The Federal Open Market Committee met this week. On Wednesday, the Fed decided to leave the benchmark interest rate unchanged – which was expected. They also said that they were not going to make any reductions in the quantitative easing program.
Fed members have said that economic growth has been too slow to warrant QE3's removal; and that the effects of the government's 16-day shutdown are still unknown. The reasons they won't stop the QE3 program is that they are not 100% convinced that the economy can grow without the program, they believe low mortgage rates are important right now and the program helps to promote inflation, which could be good for the economy. The Fed made sure to mention that there is not a preset course for the future of the program and they will watch for signs from the economy that they can start to slow the program and eventually end it.
The Federal Reserve announced that it will continue to purchase $40 billion in mortgage bonds monthly and $45 billion in Treasury bonds monthly. Together, these purchases create artificial demand for bond which helps to keep prices high, and rates very low.
The Fed's statement varied little from its last meeting. On housing, they said the sector had slowed somewhat, household spending levels have advanced somewhat. With employment, there was further improvement, but unemployment rates are elevated.

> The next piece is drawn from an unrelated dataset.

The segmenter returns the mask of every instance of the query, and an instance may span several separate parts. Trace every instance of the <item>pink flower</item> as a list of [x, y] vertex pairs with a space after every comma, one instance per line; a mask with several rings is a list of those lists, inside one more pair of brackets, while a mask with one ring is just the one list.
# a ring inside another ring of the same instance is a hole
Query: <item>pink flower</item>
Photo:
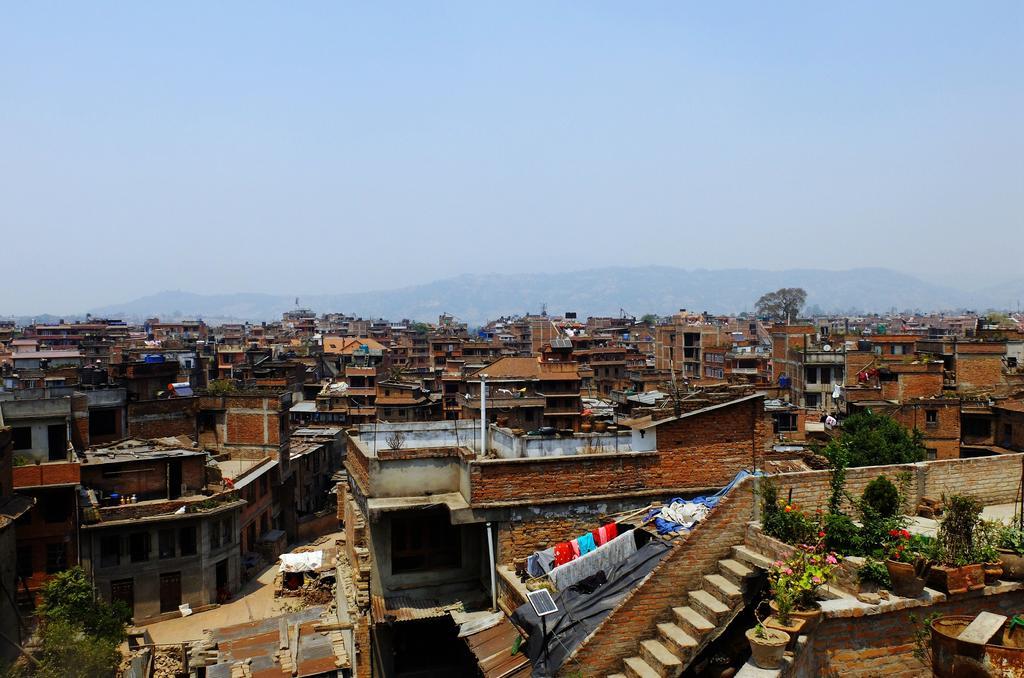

The Fed also stated that inflation rates are running below the group's 2% target rate and continual low inflation rates could pose risks to economic performance.
What all this means to you and me is that rates will stay fairly low for the time being. We don't know exactly what will happen, but after the meeting we did see the bond market react negatively. If you are looking at buying a home or still thinking about refinancing, there is still time to get in on the low rates!